Ahora que me piden unas líneas a propósito del centenario de Juan Rulfo, vuelvo a sorprenderme al reconocer que antes de leer El llano en llamas o Pedro Páramo, llegué a la obra de Rulfo por el texto que escribió para el filme La fórmula secreta, de Rubén Gámez. Debo haber tenido once o doce años, y la ventura de contar con un profesor joven que revelaba a la alumna su afición por el cine experimental. No logro recordar si fue en la mesa de noche de mi abuelo, en su pequeña biblioteca o si fue en la librería El Sótano donde encontré el ejemplar de El llano en llamas, en la edición de la Colección Popular del Fondo de Cultura Económica.
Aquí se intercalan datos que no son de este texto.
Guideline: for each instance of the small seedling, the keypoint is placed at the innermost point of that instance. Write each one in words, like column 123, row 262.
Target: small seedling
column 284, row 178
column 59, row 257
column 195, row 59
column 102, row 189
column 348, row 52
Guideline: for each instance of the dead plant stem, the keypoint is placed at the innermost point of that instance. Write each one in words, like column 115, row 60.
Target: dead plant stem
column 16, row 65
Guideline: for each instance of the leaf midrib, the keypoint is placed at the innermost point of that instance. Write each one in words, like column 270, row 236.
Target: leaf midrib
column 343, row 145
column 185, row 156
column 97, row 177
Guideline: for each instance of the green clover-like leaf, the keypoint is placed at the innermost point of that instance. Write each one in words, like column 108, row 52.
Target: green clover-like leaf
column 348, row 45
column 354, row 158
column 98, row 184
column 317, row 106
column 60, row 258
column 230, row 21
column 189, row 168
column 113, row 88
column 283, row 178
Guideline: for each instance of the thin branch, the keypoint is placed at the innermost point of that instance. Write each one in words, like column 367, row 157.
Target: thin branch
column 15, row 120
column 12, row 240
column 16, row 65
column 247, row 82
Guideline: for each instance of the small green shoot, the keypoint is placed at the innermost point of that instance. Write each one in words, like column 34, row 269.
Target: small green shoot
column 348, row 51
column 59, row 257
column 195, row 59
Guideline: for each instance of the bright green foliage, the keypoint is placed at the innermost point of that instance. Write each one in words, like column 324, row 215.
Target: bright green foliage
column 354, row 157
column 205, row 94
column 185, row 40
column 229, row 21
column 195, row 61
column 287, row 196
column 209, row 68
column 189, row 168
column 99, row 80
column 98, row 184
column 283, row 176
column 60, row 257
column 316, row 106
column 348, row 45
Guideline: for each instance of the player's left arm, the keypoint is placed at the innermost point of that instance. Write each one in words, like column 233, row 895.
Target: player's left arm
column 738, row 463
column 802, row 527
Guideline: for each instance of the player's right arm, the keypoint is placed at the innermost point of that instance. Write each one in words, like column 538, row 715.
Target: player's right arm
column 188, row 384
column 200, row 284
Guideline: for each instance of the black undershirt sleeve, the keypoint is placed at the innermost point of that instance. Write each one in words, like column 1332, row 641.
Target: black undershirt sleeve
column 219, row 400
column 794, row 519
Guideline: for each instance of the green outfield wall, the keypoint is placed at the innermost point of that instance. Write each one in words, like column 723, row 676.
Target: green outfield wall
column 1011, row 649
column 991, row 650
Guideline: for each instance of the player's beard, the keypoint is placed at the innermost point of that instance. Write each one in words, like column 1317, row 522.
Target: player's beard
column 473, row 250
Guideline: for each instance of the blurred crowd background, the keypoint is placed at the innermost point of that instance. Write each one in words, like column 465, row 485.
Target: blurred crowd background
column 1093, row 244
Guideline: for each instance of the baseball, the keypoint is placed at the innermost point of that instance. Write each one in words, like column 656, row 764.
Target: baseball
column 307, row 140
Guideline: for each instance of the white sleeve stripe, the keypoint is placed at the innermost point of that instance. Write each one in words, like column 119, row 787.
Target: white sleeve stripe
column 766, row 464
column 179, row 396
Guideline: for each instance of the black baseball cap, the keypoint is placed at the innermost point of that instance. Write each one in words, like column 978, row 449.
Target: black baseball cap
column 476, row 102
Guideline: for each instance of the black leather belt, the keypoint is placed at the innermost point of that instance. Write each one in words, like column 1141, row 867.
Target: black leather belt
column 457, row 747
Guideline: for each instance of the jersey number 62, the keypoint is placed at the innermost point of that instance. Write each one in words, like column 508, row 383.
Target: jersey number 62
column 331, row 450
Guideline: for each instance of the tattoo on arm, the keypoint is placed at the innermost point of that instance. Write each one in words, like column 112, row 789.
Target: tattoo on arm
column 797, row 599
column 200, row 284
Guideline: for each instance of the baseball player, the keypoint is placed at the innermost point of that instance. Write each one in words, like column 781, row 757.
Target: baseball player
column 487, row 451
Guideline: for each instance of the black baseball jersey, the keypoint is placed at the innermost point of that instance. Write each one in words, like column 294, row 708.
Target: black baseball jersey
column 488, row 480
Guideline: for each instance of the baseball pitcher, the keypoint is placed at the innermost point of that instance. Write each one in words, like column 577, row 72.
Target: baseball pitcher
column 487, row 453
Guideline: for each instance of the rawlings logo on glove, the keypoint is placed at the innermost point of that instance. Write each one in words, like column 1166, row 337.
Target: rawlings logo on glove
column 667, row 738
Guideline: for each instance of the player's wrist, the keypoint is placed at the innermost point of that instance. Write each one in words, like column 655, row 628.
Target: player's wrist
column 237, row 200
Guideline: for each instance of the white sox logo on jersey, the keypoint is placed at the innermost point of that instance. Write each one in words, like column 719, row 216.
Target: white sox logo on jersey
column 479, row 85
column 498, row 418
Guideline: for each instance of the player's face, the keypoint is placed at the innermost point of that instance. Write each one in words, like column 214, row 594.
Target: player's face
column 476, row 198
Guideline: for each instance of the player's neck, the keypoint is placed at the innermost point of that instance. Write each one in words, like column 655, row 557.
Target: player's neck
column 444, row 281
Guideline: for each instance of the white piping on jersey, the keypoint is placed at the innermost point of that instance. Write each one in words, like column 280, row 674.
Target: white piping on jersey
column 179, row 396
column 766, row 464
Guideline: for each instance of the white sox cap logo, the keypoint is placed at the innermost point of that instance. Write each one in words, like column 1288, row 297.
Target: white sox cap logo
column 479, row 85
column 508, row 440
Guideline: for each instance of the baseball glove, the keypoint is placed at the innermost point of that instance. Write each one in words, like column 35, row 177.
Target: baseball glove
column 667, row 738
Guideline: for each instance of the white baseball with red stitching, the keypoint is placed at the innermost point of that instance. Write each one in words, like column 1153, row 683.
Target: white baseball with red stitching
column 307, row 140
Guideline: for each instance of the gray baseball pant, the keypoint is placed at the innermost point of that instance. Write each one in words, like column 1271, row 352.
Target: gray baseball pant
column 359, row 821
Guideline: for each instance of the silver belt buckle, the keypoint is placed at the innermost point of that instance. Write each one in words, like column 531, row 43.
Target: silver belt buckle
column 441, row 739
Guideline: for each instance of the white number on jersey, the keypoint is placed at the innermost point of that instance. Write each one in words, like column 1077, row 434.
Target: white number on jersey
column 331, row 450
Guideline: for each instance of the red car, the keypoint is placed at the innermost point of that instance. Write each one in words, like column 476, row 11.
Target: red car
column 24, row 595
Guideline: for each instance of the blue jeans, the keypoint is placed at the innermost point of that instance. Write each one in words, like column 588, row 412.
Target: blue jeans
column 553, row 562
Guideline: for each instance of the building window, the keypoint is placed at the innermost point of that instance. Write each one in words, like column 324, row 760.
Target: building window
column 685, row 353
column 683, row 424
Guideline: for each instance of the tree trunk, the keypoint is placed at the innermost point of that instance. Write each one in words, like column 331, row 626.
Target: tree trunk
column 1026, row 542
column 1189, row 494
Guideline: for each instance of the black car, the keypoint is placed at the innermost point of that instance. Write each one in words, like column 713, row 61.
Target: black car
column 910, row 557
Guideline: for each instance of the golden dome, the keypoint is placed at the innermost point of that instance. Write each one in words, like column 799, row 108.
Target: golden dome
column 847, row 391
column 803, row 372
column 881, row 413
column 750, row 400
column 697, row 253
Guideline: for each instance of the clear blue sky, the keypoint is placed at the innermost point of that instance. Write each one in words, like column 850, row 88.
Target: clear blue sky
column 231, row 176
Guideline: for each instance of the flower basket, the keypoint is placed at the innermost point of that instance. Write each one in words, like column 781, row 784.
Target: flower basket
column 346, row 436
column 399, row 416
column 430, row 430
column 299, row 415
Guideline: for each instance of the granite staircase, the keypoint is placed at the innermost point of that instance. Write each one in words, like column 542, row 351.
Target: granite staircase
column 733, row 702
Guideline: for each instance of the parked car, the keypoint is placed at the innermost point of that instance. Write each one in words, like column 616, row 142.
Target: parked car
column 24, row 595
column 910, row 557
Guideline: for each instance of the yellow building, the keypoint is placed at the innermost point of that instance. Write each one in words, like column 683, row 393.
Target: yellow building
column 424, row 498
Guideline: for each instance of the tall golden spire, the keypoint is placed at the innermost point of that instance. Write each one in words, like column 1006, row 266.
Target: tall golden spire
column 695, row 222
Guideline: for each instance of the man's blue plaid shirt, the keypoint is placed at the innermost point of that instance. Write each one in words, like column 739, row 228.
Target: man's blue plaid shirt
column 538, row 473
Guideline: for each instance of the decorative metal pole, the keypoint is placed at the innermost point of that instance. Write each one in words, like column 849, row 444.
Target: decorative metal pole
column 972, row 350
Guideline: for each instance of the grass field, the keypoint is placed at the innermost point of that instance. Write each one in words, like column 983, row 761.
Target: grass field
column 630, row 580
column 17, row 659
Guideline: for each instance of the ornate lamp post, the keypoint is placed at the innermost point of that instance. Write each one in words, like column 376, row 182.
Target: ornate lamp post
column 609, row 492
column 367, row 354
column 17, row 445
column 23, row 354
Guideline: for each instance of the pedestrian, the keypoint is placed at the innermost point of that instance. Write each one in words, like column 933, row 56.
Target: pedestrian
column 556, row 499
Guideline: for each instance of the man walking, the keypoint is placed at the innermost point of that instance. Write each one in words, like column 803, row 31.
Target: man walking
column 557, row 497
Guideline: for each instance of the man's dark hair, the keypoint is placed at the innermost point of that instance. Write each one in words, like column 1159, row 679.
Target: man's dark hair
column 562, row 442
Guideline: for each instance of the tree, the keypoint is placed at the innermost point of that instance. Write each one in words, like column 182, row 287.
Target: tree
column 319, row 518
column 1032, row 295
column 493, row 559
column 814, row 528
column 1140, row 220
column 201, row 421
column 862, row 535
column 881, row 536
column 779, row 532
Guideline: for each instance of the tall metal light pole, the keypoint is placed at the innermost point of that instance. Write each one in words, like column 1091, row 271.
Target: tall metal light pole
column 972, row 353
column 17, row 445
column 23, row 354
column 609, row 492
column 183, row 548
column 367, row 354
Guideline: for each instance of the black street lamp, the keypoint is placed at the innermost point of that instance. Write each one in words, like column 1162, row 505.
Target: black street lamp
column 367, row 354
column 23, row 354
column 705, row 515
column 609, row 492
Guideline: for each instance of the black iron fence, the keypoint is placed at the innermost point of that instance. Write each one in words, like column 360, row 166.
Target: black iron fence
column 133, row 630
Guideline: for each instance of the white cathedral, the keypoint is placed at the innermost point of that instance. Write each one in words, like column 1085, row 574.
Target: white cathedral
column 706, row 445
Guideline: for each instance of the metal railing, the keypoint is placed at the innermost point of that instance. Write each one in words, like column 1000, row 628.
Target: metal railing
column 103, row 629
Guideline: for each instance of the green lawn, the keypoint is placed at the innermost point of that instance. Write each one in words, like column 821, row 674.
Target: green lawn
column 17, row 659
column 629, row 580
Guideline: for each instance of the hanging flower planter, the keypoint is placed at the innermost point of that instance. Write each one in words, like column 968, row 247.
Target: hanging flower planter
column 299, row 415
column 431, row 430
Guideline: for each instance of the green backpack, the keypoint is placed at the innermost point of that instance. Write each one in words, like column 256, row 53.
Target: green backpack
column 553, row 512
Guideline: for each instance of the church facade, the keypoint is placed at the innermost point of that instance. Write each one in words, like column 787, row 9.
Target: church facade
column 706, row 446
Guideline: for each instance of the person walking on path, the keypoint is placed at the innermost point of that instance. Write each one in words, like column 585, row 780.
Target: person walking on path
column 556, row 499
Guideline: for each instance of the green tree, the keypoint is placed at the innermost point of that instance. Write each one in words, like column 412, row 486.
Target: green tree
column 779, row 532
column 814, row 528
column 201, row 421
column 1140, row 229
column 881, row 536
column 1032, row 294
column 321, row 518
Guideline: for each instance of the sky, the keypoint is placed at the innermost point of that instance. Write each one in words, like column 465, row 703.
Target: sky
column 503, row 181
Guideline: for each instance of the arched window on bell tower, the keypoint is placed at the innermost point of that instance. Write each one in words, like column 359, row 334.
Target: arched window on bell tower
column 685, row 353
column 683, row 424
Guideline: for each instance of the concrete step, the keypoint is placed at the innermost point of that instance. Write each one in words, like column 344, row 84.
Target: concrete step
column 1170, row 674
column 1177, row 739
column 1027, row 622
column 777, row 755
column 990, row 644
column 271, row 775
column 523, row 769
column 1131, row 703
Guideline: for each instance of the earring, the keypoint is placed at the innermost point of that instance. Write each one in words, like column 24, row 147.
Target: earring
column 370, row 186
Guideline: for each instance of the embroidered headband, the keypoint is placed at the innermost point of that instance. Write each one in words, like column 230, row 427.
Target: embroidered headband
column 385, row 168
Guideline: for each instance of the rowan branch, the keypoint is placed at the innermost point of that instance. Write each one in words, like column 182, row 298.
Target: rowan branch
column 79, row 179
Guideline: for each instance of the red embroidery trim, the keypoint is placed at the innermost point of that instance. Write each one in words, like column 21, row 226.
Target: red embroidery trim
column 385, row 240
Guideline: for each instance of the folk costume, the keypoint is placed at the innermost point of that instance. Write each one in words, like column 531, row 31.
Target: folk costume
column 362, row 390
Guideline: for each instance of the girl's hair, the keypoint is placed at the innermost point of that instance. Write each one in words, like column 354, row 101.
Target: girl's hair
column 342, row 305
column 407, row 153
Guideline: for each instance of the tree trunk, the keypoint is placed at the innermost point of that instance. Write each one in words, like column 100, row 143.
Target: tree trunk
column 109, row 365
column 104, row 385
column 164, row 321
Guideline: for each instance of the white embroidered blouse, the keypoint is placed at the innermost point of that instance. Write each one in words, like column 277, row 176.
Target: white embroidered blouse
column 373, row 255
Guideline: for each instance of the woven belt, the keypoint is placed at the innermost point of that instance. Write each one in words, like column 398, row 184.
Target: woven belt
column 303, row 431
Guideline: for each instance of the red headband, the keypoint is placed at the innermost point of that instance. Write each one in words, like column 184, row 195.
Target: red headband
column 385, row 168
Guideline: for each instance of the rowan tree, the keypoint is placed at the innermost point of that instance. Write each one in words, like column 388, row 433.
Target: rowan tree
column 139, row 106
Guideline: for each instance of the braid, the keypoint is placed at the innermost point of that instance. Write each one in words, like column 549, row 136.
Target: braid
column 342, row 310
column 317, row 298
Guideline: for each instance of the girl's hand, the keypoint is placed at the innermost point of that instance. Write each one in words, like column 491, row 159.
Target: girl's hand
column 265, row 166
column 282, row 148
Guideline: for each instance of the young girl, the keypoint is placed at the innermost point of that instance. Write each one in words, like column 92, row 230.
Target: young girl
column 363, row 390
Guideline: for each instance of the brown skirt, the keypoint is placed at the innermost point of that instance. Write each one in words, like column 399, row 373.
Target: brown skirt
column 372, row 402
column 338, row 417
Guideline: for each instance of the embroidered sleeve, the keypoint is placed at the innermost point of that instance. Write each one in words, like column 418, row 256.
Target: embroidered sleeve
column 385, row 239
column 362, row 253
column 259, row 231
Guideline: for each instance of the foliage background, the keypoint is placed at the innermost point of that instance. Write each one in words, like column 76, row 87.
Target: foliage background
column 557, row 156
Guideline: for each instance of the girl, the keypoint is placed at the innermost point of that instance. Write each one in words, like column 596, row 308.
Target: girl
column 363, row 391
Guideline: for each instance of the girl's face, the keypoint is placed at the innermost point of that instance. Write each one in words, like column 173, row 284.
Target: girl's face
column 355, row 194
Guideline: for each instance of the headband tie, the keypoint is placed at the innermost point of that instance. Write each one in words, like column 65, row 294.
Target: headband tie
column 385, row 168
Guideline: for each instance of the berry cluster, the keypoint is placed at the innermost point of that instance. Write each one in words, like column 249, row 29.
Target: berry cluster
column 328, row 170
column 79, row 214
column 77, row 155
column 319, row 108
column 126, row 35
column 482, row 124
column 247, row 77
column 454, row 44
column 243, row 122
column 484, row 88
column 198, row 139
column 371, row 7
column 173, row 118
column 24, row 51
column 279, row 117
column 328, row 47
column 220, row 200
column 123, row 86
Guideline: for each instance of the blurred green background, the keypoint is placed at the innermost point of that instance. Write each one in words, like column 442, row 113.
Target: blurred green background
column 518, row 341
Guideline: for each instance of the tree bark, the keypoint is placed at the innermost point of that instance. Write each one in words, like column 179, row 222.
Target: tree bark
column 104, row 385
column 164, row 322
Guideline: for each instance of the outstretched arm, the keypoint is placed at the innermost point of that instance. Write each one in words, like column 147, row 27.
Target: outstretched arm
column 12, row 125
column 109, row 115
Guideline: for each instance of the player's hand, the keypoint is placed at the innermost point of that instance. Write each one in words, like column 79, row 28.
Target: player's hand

El libro tenía una portada clara, con volutas en rojo y negro que semejaban llamas dibujadas con trazos no realistas. Me atrapó la escritura de Rulfo, la aridez de los paisajes, las palabras escuetas, los silencios. Reconocía en esa forma, de poco hablar, a mis tíos abuelos, a quienes de tanto en tanto visitaba en San Juan de los Lagos, Jalisco.
En la edición de la FIL Lima de este año, México será el país invitado de honor. Ante este escenario se hace imprescindible volver la mirada a Rulfo, a esa esencia de lo mexicano, sin asomo de glorificación nacionalista, que hace de la suya una obra universal.